German author Erich Kästner is most celebrated for the children’s novel Emil and the Detectives, but he was one of the more renowned men of letters of his day, publishing poetry, reviews, and satirical columns in Berlin liberal newspapers like Berliner Tageblatt and Vossische Zeitung––both of which were shut down as the Third Reich ascended to power. His novel Fabian – Going to the Dogs was published earlier in 1932, but is now perceived as a prophetic harbinger for the Weimar Republic’s demise. And of course, notions of liberal democracy’s twilight are rich in the minds of artists and commentators today, so here we have German literary film-specialist Dominik Graf with a timely and maybe predictable adaptation of Fabian.

Except, as sundry early viewers of Fabian have identified, this is a story and milieu bathed in overfamiliarity, and Graf’s three-hour film version doesn’t distinguish itself well enough from definitive prior takes on this era. These number Isherwood’s Berlin Stories and its blander but still potent transposition in Cabaret, the more modernist Berlin Alexanderplatz novel and film, István Szabó’s Mephisto––even the pioneering Amazon Prime series Transparent was able to put the era’s climate of sexual liberation and experimentation in a fresh context. Graf’s Fabian resolutely attaches itself to a perspective afforded far more scrutiny and hesitation now: that of the fashionably shambolic, priapic white male anti-hero, the complex sexual and social mores of the time filtered through his gaze and agency. Although Graf applies some interesting, modernist distancing techniques, this is still a semi-classic literary tale related in a dourly classical manner, absent of a sense of self-awareness or Barry Lyndon-alike ironic distance that would truly identify it as a product of 2021. 

Our protagonist is Dr. Jakob Fabian (Tom Schilling), a one-time German literary specialist disenchanted with academia, and now writing cigarette factory advertising copy whilst dreaming of artistic fame. He’s the kind of brooding man who would surely have a despondent and wisecracking Twitter account now. His recreational life is depicted in more detail, not really examining a certain underachiever-pathology––moreso showing, in the British sense, what a ‘lad’ or committed hedonist he is: bulldozing through his locale’s finest sex clubs, cabarets and beer halls, and lolling around indulgently with his more upper-class writer pal Labude (Albrecht Schuch). 

These immoderate appetites begin to plunge Fabian into a greater inferno, abetted by a relationship he initiates with the young, beautiful Cornelia (Lore’s Saskia Rosendahl), a legal assistant at a prominent Berlin film studio (not specified, but clearly based on UFA––the domain of Lang and von Sternberg, before it was handed over to Goebbels). His relationships with Labude, whose academic work is suppressed by the Nazi-sympathetic establishment, and Cornelia, whose thespian talents catch the eye of an unpleasant film mogul, form dual, parallel pathways leading inexorably towards tragedy.

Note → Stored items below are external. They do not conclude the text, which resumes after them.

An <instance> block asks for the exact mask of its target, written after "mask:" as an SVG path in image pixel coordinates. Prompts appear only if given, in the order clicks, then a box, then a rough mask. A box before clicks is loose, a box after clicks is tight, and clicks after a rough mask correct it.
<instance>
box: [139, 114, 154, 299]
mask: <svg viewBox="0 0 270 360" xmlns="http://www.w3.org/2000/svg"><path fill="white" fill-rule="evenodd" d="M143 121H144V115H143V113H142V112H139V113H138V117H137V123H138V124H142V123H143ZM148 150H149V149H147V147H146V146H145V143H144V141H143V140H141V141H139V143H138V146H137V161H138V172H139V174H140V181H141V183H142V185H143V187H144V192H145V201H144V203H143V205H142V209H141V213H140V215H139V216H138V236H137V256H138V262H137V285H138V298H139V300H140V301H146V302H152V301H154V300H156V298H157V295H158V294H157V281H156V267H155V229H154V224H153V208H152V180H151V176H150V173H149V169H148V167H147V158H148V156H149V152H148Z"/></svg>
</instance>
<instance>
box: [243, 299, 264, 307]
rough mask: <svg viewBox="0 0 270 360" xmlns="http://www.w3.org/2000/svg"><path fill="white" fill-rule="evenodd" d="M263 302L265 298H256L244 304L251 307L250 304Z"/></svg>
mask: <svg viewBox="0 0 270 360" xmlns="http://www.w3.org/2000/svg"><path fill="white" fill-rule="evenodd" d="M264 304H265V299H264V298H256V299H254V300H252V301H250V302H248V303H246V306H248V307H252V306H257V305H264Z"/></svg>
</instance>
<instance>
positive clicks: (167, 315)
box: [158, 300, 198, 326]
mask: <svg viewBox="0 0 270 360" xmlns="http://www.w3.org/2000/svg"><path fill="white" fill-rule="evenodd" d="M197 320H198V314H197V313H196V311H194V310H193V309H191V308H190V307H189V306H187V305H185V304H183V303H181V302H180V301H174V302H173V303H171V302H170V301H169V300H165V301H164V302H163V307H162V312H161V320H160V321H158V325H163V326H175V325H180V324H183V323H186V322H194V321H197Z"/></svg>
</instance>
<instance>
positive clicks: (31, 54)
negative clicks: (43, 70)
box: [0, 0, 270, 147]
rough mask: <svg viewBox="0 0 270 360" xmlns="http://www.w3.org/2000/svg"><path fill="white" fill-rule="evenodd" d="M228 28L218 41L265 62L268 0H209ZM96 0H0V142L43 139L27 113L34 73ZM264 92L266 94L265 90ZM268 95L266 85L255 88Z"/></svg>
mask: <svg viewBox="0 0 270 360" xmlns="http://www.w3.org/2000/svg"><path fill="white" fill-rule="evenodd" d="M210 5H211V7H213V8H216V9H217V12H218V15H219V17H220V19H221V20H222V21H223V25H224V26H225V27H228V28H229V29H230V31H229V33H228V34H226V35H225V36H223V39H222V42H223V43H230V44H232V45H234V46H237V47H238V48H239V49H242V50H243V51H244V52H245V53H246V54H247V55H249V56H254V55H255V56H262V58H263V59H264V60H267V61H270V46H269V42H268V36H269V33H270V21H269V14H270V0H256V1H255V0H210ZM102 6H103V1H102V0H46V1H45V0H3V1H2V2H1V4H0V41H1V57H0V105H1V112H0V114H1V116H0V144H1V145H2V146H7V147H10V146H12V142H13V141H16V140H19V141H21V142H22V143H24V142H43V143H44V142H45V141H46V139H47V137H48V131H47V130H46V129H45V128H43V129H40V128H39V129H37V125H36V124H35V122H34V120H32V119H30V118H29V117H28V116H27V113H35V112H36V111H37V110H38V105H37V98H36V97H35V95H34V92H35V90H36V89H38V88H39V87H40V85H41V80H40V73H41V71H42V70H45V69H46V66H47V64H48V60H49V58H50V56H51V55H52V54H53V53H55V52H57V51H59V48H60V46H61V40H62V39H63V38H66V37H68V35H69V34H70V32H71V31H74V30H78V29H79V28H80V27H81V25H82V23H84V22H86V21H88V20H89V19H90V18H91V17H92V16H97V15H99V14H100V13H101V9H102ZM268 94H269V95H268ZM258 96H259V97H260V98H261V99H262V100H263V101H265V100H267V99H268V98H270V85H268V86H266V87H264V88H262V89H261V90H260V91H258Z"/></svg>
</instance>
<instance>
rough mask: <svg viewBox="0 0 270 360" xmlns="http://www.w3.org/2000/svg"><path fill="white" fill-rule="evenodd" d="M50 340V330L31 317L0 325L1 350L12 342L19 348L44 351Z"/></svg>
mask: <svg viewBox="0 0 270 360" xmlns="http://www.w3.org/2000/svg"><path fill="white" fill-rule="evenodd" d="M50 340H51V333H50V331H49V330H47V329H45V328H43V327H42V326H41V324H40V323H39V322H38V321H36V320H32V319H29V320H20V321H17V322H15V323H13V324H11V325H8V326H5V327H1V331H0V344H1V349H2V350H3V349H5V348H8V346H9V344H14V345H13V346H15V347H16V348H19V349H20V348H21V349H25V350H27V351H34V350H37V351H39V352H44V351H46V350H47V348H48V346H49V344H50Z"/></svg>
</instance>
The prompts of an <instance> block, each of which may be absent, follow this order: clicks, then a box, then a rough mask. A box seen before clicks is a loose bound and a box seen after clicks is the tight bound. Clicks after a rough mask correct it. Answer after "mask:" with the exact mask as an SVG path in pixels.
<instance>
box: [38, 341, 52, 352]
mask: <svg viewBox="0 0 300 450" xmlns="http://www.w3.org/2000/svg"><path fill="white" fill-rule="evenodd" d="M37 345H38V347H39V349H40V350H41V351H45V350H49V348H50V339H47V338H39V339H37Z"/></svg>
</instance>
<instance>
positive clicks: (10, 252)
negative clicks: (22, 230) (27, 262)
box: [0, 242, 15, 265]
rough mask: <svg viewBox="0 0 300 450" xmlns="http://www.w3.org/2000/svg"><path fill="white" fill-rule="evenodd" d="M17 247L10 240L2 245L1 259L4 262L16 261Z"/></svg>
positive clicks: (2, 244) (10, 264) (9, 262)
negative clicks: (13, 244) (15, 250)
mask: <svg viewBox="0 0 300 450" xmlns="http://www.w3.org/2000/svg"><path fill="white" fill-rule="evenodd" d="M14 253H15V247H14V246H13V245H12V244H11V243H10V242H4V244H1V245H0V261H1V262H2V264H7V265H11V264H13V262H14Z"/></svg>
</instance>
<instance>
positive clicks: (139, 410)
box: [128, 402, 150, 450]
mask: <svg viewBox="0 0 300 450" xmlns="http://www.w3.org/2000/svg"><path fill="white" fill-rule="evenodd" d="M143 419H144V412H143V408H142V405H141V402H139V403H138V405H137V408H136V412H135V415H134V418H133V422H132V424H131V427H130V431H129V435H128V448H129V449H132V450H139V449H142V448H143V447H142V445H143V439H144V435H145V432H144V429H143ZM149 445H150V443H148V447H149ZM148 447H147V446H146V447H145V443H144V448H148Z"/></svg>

It’s worth celebrating the stylistic panache and sense of proportion Graf does convey here. The film’s first hour has the twitchy restlessness of Olivier Assayas’s 90s work: dueling male and female voiceovers pepper the scenes, offering the odd tart aperçu––say, the male one will hint of a coming sexual humiliation, and then we see it happen with mordantly fatalistic effect. Period-appropriate exterior scenes are rejected in favor of black-and-white archival footage of Berlin streets. And Graf draws the tragic denouement out with an unfashionable degree of patience, admirably showing rather than didactically telling. 

The film’s polemical thrust is in showing the recursiveness of history: almost a century on, the apparent lure of fascist thought is still alive and well as a reaction to feelings of exclusion and disenfranchisement in popular society. But Christian Petzold in Transit found a more intuitive way with his Brechtian embrace of artifice, to blend our respective experiences of mutual social collapse. Fabian – Going to the Dogs is well-meaning, but Schilling’s portrayal of Fabian is a poor symbol for this malaise.

Fabian – Going to the Dogs premiered at the Berlin International Film Festival and will be released by Kino Lorber.